Pukul 16.00 . Suara mobil dan motor dari depan rumah terdengar riuh. Sepertinya tamu yang banyak akan datang, aku membatin. Tamu yang tidak kuinginkan tentunya. Siapa lagi kalau bukan teman-teman Arin? Mengganggu ketenanganku saja gadis-gadis muda yang sudah kubayangkan akan bersikap centil pada Indra itu. Padahal saat ini Indra sedang fokus pada buku-bukunya. Sekedar memberitahu saja, tenang rasanya memandangi dia dalam keadaan jeniusnya itu. Tapi lihatlah, sebentar lagi semua akan digantikan keriuhan gadis-gadis muda itu. Huh.

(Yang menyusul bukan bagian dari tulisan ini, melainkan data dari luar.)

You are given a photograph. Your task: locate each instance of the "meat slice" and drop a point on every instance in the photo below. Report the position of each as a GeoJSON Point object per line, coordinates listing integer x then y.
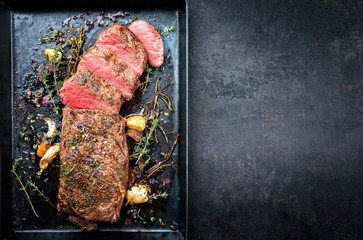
{"type": "Point", "coordinates": [151, 40]}
{"type": "Point", "coordinates": [86, 91]}
{"type": "Point", "coordinates": [94, 165]}
{"type": "Point", "coordinates": [122, 42]}
{"type": "Point", "coordinates": [104, 64]}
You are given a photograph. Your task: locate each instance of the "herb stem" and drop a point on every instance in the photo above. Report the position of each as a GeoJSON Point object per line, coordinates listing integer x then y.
{"type": "Point", "coordinates": [26, 193]}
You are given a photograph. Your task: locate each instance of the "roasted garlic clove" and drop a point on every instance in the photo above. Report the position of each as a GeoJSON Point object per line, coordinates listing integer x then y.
{"type": "Point", "coordinates": [137, 194]}
{"type": "Point", "coordinates": [43, 147]}
{"type": "Point", "coordinates": [48, 157]}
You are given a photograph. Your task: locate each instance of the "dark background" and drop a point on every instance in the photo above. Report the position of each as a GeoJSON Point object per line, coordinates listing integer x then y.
{"type": "Point", "coordinates": [275, 119]}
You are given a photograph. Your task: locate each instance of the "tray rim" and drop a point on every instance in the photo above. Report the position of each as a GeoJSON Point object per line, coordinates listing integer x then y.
{"type": "Point", "coordinates": [7, 231]}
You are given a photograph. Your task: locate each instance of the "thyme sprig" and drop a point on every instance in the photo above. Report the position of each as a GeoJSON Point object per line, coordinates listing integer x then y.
{"type": "Point", "coordinates": [15, 165]}
{"type": "Point", "coordinates": [76, 41]}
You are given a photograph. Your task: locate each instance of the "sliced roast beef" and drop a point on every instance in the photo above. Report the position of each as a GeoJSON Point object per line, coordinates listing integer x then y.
{"type": "Point", "coordinates": [94, 165]}
{"type": "Point", "coordinates": [122, 42]}
{"type": "Point", "coordinates": [104, 64]}
{"type": "Point", "coordinates": [151, 40]}
{"type": "Point", "coordinates": [86, 91]}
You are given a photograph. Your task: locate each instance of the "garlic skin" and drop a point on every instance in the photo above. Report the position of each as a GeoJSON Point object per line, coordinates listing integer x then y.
{"type": "Point", "coordinates": [137, 194]}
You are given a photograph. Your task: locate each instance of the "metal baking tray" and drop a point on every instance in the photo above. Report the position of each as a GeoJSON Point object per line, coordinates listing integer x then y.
{"type": "Point", "coordinates": [21, 25]}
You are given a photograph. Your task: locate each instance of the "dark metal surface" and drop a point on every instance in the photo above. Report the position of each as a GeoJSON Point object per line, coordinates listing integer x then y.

Tak lama kemudian, ku lihat Arin berlari dari kamar menuju pintu. Tentu saja untuk membukakan pintu pada teman-temannya .

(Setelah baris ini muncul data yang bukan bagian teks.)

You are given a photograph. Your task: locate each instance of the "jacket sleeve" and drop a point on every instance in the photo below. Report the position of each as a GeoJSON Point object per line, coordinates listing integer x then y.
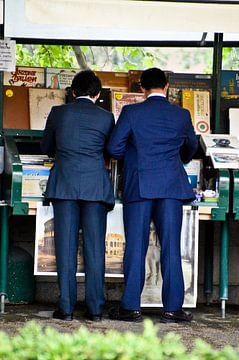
{"type": "Point", "coordinates": [117, 144]}
{"type": "Point", "coordinates": [190, 144]}
{"type": "Point", "coordinates": [48, 143]}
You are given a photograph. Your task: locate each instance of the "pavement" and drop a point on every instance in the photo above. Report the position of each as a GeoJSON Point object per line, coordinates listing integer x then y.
{"type": "Point", "coordinates": [207, 323]}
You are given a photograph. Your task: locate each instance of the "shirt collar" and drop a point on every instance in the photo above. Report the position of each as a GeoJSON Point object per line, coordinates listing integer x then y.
{"type": "Point", "coordinates": [85, 97]}
{"type": "Point", "coordinates": [156, 94]}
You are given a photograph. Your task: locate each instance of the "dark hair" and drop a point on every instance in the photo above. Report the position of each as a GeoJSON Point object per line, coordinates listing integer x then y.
{"type": "Point", "coordinates": [153, 78]}
{"type": "Point", "coordinates": [86, 83]}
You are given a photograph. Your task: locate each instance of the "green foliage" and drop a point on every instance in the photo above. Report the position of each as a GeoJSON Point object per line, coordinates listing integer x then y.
{"type": "Point", "coordinates": [119, 58]}
{"type": "Point", "coordinates": [34, 343]}
{"type": "Point", "coordinates": [46, 56]}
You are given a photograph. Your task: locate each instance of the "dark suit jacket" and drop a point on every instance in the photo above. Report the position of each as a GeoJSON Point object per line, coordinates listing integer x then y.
{"type": "Point", "coordinates": [154, 138]}
{"type": "Point", "coordinates": [76, 134]}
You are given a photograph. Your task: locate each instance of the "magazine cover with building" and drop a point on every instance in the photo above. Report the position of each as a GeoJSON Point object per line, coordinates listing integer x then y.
{"type": "Point", "coordinates": [44, 262]}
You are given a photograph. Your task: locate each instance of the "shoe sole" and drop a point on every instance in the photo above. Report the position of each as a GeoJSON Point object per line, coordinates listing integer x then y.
{"type": "Point", "coordinates": [169, 321]}
{"type": "Point", "coordinates": [140, 319]}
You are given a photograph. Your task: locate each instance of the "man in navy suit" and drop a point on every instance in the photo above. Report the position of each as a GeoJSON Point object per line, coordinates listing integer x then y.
{"type": "Point", "coordinates": [154, 138]}
{"type": "Point", "coordinates": [81, 192]}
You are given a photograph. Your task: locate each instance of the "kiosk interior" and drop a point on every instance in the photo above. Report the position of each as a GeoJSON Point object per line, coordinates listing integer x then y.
{"type": "Point", "coordinates": [52, 27]}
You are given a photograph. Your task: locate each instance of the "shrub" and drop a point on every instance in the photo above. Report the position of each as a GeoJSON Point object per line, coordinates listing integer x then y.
{"type": "Point", "coordinates": [34, 343]}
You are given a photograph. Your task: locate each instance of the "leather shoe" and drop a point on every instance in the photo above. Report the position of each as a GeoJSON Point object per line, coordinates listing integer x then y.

" Duh, Kakak. Temen-temenku udah di depan, tuh. Kok nggak dibukain pintu? " Arin mengeluh sebentar di depan kakaknya. Ups. Indra rupanya tak hanya membaca buku, tapi juga menikmati alunan musik dari Handphone nya. Baru ketika menyadari Arin ada di depannya, Indra membuka Headset yang semula bertengger apik di telinganya.

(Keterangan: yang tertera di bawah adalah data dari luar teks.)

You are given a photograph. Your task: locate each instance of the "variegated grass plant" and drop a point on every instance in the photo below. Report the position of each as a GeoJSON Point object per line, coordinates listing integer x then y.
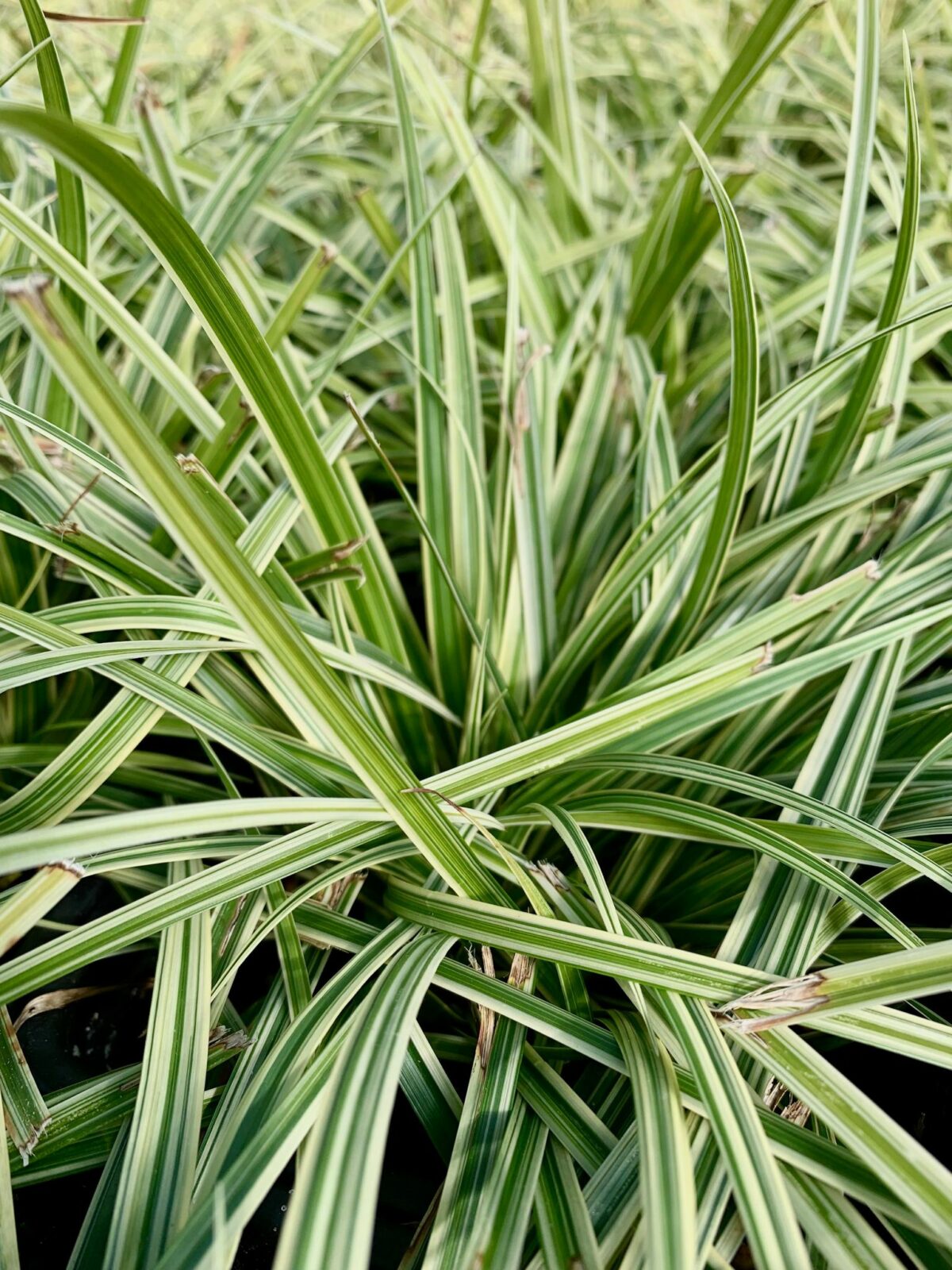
{"type": "Point", "coordinates": [476, 575]}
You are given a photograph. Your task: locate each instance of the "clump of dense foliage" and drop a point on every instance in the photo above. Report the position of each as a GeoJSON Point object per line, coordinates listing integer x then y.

" Eh, kenapa Rin? " Indra bertanya sekaligus terkejut juga Arin ada di depannya
" Huh, pantesan aja . Udah ahh.." Arin terlihat enggan memperpanjang pembicaraan.
Pintu pun dibukakan. Oh Tuhan. Kali pertama aku datang dan menghadapi keramaian. Keramaian yang mungkin bisa membuat perasaan ku kacau sesaat .
" Hai guys! Yuk masuk-masuk. Aku udah nungguin tau dari tadi. Kok lama sih? " Arin menyapa teman-temannya ceria
" Iya maaf, Rin. Tadi beli makanan dulu soalnya " Temannya yang terlihat putih dan bermata sipit itu menyahut sambil mulai memasuki rumah
" Eh, ada Kakak ganteng! " Seorang teman Arin yang terlihat mulai bertingkah centil itu menyadari bahwa Indra sedang duduk di salah satu sofa di ruangan itu .
" Hai Manda, hai semua .. " Indra menyapa dan memamerkan senyum manisnya. Aku bahagia melihat senyum itu, tapi tidak bahagia jika tahu untuk siapa senyum itu ditujukan. Hmm.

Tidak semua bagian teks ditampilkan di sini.